2000本前夜  2023.8.25 ライスタ@バンテリンドームナゴヤ
ぐっぴーさん作のボード。X(twitter)上で無料配布してくださっていた。

 後輩選手たちから両手に余る大きな花束を受けとる大島洋平は、晴れやかな表情だった。やがて、場内アナウンスがサプライズゲストの登場を告げる。その姿を視界にとらえると、彼は抱えていたふたつの花束を片手に持ち替え、ヘルメットを脱いだ。まっすぐに伸びた背すじが、ゲストとの関係性を物語る。ゲストは享栄高校時代の野球部の恩師、柴垣監督。彼らが固い握手を交わした瞬間は、視界がにじんでよく見えなかった。

 

「撮る方は私が撮るから、うたさんは肉眼で見て!」と言ってくれた友達のおかげで、わたしは5階席からカメラもスマホも持たずに、その一部始終をたっぷり味わえた。本当にありがとう。
 その晩、送られてきた動画を再生してみたら、今まで聞いたことのない周波数で自分が叫んでいて、白目をむいた。まったく記憶にございません。

2023.8.26 大島洋平選手 2000本安打達成の瞬間(撮影者©まいえさん)

 

 

 2023シーズンのはじまりは希望に満ちていた・・・はずだった。2000本安打まで、残り115本でのスタート。開幕前の大島は「オールスター前には決めたいですね」「早く決めて、すっきりしたいですね」と語っていた。もちろん今までのペースを考えたら、あっさり前半戦で決まる可能性のある数字。
 でも、フタを開けたら様相がちがっていた。

 昨シーズン終盤から増えたレフトでのスタメン。12年もの長いあいだ君臨していたセンターをとうとう岡林勇希に明け渡し、視界のちがうレフトを守る日々。甲子園では普段では見かけないような連続エラー(本人曰く、虫のようにピッと球が手元で逃げる時があるらしい)もあったし、それを払拭するかのような本拠地でのスーパープレーもあった。
 2023年5月11日の広島戦、同点でむかえた9回表、広島・韮澤雄也の放ったレフトオーバーの打球をフェンスに激突しながらジャンピングキャッチ。勝敗のかかる場面だし、もちろん捕れると判断したから跳んだのだろう。
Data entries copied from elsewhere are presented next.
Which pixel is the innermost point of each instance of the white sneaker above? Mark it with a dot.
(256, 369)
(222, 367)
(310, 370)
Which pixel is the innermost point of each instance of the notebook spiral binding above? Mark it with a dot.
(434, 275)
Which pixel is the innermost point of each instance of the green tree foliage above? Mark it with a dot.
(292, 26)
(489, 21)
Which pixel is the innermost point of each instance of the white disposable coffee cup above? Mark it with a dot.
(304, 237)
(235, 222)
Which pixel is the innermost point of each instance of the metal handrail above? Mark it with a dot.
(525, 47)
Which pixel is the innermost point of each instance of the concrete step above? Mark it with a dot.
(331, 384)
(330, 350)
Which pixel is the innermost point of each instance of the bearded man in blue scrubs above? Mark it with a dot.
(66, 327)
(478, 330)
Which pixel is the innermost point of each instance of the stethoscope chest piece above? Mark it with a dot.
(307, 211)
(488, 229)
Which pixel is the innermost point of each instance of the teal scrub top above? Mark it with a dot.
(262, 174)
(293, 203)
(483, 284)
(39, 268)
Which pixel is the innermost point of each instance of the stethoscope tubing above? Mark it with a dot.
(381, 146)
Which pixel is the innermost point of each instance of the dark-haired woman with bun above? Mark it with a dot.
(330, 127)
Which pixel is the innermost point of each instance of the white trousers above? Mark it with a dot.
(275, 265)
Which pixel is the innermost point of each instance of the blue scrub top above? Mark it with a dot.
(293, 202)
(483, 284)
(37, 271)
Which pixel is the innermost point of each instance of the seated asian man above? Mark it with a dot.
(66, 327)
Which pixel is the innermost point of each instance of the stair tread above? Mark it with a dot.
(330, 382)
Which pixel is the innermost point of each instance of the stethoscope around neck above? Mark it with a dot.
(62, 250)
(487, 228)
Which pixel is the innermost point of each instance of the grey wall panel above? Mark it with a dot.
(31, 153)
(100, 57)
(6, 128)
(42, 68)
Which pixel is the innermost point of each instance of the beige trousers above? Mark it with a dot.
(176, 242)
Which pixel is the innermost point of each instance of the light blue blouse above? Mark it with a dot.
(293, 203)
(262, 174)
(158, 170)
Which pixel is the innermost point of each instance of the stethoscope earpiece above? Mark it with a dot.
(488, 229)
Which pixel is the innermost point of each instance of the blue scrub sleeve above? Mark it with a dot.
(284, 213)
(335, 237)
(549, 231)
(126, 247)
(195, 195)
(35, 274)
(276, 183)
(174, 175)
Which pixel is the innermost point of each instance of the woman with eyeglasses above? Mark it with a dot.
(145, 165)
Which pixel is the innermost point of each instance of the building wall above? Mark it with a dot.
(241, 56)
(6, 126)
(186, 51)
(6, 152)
その勝算ありのスーパープレーに感動するとともに、コンディションへの影響が気になった。
 でも、そんなわたしの心配はてんで的外れだったようだ。

 先日放送のラジオで、大島本人は不調の要因をこう語っている。

 ずっとセンターやってたので、右と左に景色があるんですよ。試合をやってる場所が。レフトは右側がファウルゾーンなので、左側ばかり気にするんですよね。急に(視野を)半分しか使わなくなったんで。調子が悪くなったのもこれ(視野の違い)が原因なのかもしれないと。
 今は、それをセンターだったときみたいに客席まで視野を伸ばして、実際にはそこまで追えないけど、そこまで飛んできたら追うぞくらいの感覚で守っています。
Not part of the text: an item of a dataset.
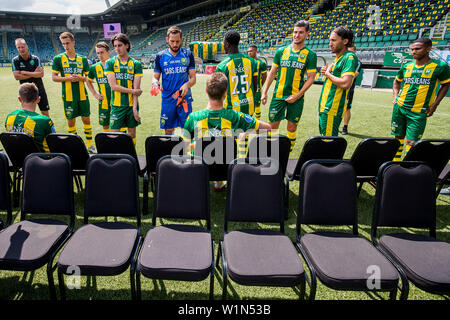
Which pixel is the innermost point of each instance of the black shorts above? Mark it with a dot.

CBCラジオ「若狭敬一のスポ音」(2023.12.16放送回)

 

 2022年4月にデッドボールで神経を損傷した右足は、今でも元通りではないことが素人目にもよく判る。プレー以外の場面で歩くとき、大島は左と比べてちょっとだけ右膝を高めに上げてから地面についている。負傷後、つま先が思うように上がらなかったというから、引きずらないように歩こうとしていて身につけてしまった無意識の動きかもしれない。試合に出て、打って走って守っているけれど、けっして治ってなどいない。
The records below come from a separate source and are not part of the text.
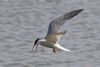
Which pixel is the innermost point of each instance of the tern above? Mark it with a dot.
(53, 36)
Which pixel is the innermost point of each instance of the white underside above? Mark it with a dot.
(61, 48)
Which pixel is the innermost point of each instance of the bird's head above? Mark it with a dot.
(38, 42)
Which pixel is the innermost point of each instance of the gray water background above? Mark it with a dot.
(23, 21)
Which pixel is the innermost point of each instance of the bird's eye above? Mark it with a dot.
(36, 40)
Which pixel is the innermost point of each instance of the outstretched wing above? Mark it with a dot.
(54, 26)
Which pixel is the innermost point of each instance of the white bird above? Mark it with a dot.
(53, 36)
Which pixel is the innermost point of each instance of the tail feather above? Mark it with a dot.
(62, 48)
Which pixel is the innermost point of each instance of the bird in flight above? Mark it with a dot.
(51, 40)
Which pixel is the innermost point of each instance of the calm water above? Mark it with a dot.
(22, 21)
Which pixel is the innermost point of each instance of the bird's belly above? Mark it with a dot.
(49, 45)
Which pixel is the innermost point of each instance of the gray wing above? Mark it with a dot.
(54, 26)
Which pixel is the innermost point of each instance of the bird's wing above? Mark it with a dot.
(54, 26)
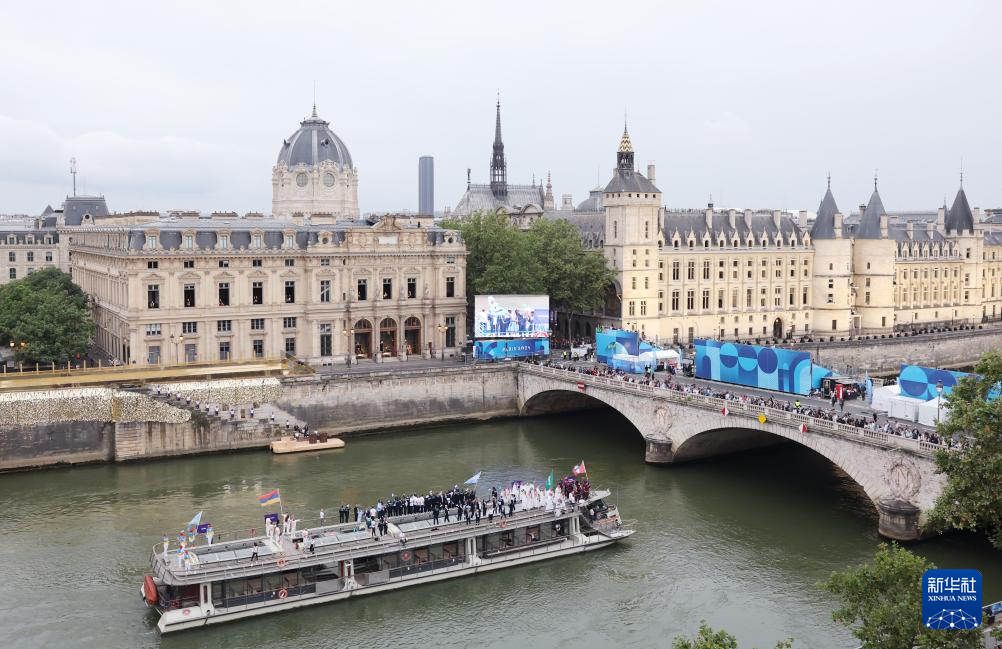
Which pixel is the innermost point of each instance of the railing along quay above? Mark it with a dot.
(815, 425)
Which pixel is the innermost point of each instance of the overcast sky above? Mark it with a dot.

 10日に1度ほどの不定期なベンチスタートをくり返しながら、春先の好調は次第に影をひそめていった。当初話していたオールスター前はおろか、後半戦に入った7月23日時点で、残り29本。普通に出場し続けていたら何の心配もない本数だけれど、感染症や故障で離脱すれば、一気に危うくなる数字。選手の胸のうちなんてわからないけれど、地元の応援番組で「大島洋平 Road to 2000」なんてコーナーができるなど、盛り上げてくれているぶん、焦りもあったにちがいない。

 

 

 時間がゆるす限り現地に足をはこんだこの夏。2023年8月26日、わたしは2000本安打達成を現地で見届けたし、「2000本は通過点」という本人の言葉どおりの2001本目も見届けた。
 中日・髙橋宏斗とDeNA・石田健大、両チームの先発が奮闘したその試合は0-0のまま延長戦に入る。「今日だけはどうしても勝って・・・!」という身勝手な祈りは、神様には届かなかった。延長12回、2点を失ってドラゴンズは負けた。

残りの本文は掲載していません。